With its victory in Jharkhand, the BJP now controls two tribal-majority states, most affected by Left-wing extremism (LWE). Over the past few years, Chhattisgarh and Jharkhand have registered over 75 per cent of the total Maoist violence in the country.
The electoral success in Jharkhand now leaves a big task before the Centre and the governments in the two states to firmly tackle Maoist menace. The BJP had blamed the previous UPA government of being “soft” towards the Naxals.
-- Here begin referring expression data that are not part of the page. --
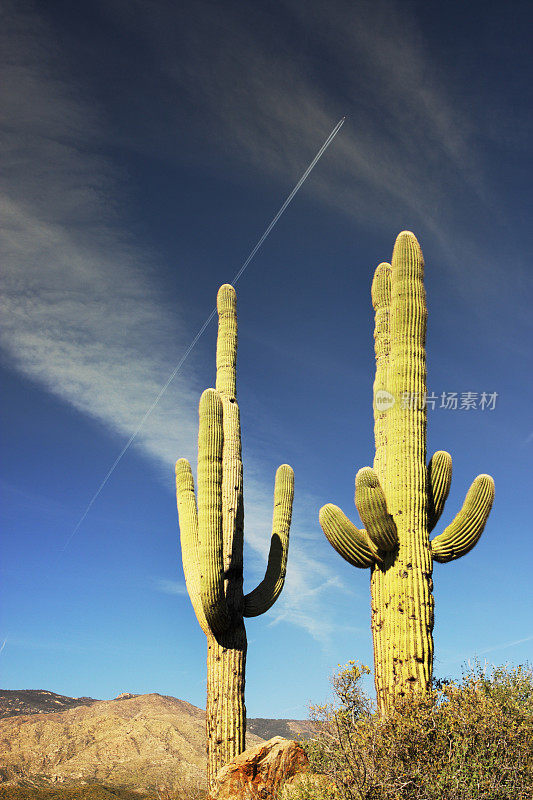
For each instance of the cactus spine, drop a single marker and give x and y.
(212, 546)
(401, 499)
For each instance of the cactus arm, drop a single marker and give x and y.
(188, 521)
(463, 533)
(372, 506)
(266, 593)
(439, 478)
(210, 553)
(349, 542)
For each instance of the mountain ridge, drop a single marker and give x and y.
(133, 741)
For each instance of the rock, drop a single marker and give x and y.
(260, 771)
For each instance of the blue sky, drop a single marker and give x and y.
(146, 148)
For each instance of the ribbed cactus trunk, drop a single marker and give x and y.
(226, 709)
(212, 536)
(401, 499)
(402, 603)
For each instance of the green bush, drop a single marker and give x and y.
(465, 740)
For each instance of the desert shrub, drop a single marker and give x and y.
(465, 740)
(93, 792)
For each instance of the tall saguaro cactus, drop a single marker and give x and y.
(212, 546)
(401, 499)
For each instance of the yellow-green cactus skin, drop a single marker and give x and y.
(212, 534)
(401, 499)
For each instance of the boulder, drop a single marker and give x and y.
(259, 772)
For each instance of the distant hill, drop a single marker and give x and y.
(135, 741)
(37, 701)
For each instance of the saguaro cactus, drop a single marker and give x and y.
(212, 545)
(401, 499)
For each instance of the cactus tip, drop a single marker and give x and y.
(226, 297)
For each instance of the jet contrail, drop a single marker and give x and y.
(182, 360)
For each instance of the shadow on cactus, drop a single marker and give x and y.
(401, 499)
(212, 534)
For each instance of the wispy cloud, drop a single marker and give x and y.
(82, 312)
Prime Minister Narendra Modi, whose predecessor had termed Maoists the “biggest internal security challenge”, is yet to unveil his agenda to tackle the issue. He did not even visit Chhattisgarh after 14 CRPF personnel were killed in a Naxal ambush in Sukma this month.
Due to fragmented polity, Jharkhand has witness sprouting up of several ultra-Left groups in the last decade. If Tuesday’s results, reflect a yearning for stability, it cannot be achieved without tackling these outfits.
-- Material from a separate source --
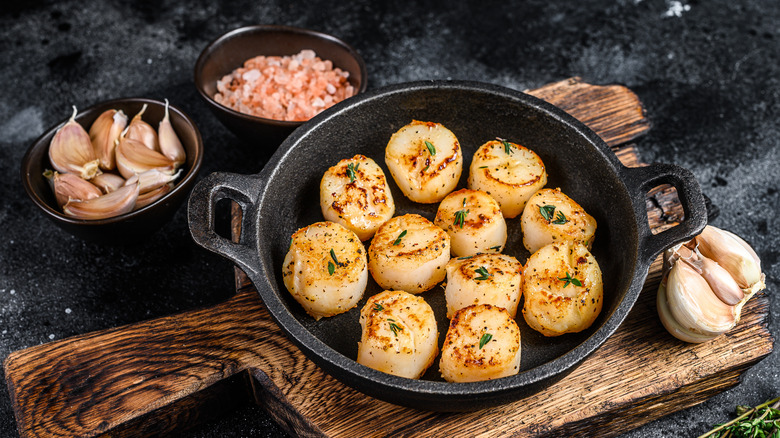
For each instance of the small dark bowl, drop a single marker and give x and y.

The Chhattisgarh government has always blamed the lack of coordination on the Centre’s part and also cited shortage of funds for its failure to tackle the rebels.
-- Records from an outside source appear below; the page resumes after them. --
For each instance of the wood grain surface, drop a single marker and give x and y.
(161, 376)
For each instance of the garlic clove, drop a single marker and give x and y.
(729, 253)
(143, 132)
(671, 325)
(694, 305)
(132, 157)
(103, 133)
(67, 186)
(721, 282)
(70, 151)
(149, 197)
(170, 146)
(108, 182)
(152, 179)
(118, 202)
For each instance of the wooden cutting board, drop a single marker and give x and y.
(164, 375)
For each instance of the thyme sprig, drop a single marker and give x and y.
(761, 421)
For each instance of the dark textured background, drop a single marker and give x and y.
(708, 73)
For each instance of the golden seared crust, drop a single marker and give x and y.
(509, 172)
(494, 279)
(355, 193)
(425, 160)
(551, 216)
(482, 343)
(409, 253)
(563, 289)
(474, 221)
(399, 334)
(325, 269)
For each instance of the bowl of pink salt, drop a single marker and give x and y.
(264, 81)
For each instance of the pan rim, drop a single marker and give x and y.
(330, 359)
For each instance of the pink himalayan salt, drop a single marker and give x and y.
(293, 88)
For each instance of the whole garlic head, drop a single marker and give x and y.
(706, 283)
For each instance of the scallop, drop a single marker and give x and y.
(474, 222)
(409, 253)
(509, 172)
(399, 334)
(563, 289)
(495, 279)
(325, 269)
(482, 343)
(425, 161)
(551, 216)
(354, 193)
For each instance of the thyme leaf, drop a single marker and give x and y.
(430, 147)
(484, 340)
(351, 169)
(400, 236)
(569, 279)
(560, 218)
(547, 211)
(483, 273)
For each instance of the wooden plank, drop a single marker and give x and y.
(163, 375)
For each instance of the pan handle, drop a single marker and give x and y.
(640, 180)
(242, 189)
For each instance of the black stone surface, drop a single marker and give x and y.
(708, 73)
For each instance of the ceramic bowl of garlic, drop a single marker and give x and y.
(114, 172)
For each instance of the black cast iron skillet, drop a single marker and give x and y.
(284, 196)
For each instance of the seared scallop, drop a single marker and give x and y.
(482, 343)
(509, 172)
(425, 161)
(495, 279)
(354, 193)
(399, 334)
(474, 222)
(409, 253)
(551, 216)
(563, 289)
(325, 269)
After the encounter of Mallojulla Koteshwara Rao alias Kishnaji in 2011 and the fall of Lalgarh in West Bengal, almost all top Maoists are stationed in Chhattisgarh and Jharkhand and cadres are drawn from the disillusioned tribal population.
Of the nearly 90 security personnel killed by the Maoists this year, 70 were from Chhattisgarh and Jharkhand alone. The two states accounted for the killings of 75 of 114 security personnel in 2012, and 113 of 142 in 2011.
Having dominated the Red territories electorally, Modi must now bring the two states together, chart a strategy to address the concerns of people and reclaim the zone largely abandoned by the government.